ホームランが聞こえた夏 / 글러브

高校野球にあまり興味のない私でも、素直に泣けた韓国映画『ホームランが聞こえた夏』

もうね、やっぱり“高校野球にイノベーションを起こす”って、こういうことだと思うんですよ。
マネージャーがちょっといろいろ本読んで、小手先のイノベーションを起こすっていうどこかの映画とは違います。

生徒もコーチも、負ける悔しさや辛さを体に叩き込んで、「耳が聞こえないんだからしょうがない」「耳が聞こえないんだからかわいそう」といったこれまでの甘えや憐憫を捨てて、ハンディキャップも踏まえた上で、考え方からすべてを叩き直す。
それでも、現実の厳しさに打ちのめされたりもするわけで。

小手先でごまかすのではなく、野球に対する真摯な取り組みを描いたこの作品に、思わず泣かされてしまったのでした。

<STORY>
韓国プロ野球のスターだったサンナムは、暴力事件を起こし謹慎の身となる。世間の印象を良くするため、サンナムは嫌々ながら、ソンシムろう学校野球部のコーチをすることに。しかし、そのチームには選手は10人しかおらず、一人しかいないピッチャーも辞めてしまった。

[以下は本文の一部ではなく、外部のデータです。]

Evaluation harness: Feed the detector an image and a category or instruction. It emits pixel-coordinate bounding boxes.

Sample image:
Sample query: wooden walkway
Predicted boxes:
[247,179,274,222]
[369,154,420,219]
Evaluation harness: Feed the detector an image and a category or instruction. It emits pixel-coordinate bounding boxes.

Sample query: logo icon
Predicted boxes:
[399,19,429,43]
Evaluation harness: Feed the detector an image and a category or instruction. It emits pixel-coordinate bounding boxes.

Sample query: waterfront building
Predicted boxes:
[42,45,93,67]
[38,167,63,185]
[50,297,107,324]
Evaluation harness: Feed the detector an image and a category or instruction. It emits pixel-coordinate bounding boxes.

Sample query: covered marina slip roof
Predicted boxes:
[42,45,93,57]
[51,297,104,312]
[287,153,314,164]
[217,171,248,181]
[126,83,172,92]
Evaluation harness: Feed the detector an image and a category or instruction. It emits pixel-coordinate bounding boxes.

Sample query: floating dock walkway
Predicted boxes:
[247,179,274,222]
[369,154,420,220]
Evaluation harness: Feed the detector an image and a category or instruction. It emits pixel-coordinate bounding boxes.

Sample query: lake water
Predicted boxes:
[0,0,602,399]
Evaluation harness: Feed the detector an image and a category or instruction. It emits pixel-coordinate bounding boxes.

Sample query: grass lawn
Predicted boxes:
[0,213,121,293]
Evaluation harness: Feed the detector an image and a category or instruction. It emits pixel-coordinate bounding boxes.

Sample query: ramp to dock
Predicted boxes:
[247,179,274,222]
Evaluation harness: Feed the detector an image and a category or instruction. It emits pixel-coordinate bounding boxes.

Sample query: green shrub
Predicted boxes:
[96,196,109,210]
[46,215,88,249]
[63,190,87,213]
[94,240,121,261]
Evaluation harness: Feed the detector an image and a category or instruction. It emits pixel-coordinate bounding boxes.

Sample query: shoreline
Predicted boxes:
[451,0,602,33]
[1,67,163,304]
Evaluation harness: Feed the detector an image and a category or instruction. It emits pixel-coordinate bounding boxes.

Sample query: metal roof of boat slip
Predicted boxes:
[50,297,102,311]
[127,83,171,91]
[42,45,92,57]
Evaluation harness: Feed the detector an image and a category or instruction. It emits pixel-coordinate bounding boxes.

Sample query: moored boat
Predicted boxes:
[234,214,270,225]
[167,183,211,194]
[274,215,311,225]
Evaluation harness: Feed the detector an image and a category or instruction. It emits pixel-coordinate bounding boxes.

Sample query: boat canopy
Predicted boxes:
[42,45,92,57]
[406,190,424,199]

しかし、ソンシムろう学校には、かつて中学野球界で天才ピッチャーと言われつつも、耳が聞こえなくなり野球を辞めたミョンジュという少年がいた。サンナムは、彼を野球部に勧誘する。

<Cheeseの解説>
『シルミド/SILMIDO』カン・ウソク監督が、実際に存在するろう学校、ソンシム学校野球部の挑戦を描いた本作。
冒頭にも紹介したとおり、ハンディキャップを跳ね返し、韓国の甲子園“鳳凰杯”で一勝を目指す耳の聞こえない高校生たちの姿を、熱く描いています。

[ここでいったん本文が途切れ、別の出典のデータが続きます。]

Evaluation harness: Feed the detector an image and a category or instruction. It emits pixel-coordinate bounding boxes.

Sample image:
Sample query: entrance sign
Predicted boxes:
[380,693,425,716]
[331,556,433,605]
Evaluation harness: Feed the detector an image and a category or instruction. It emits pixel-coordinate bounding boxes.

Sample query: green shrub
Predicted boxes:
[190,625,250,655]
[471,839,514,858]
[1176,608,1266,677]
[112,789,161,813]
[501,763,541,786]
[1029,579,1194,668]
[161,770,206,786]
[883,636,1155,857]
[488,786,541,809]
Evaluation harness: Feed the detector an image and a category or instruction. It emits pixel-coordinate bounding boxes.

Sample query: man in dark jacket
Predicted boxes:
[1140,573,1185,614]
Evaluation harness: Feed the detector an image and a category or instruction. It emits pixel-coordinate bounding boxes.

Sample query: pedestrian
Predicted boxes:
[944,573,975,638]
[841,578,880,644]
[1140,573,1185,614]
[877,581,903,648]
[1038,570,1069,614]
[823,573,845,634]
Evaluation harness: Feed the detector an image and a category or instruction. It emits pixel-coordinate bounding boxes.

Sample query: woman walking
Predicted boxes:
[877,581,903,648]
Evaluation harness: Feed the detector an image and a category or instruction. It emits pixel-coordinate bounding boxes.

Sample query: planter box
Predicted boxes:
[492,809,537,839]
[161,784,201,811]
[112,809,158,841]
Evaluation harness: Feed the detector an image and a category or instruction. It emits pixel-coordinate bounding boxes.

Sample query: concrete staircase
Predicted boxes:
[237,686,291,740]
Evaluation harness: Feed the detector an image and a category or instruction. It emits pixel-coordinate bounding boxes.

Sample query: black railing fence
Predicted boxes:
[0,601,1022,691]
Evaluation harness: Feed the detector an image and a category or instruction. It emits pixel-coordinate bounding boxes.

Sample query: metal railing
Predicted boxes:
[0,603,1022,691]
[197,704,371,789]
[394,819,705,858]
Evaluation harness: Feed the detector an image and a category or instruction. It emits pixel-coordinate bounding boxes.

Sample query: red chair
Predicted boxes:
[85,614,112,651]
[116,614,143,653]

実は、韓国には高校の野球部は全国で50数チームしかないそうです。
少数精鋭で、プロ野球予備軍という側面が強く、“全国大会レベル”と認められれば、高校野球の全国大会“鳳凰杯”に出場できるそうです。
ということで、ソンシム高校の生徒たちも、高校野球部として正式登録され、“鳳凰杯”に出場することができるのです。

しかし、出場はできても、一勝することも出来ず…。
練習試合でも、相手チームに本気を出してもらえず、同情されながらゆる~い試合をしていたのです。

そんな彼らを変えたのが、かつて韓国野球界のスターだったキム・サンナム。
野球への情熱を無くし、飲酒による暴行事件などを起こした彼は、いやいやながらイメージアップのためにソンシム高校へコーチにやって来ました。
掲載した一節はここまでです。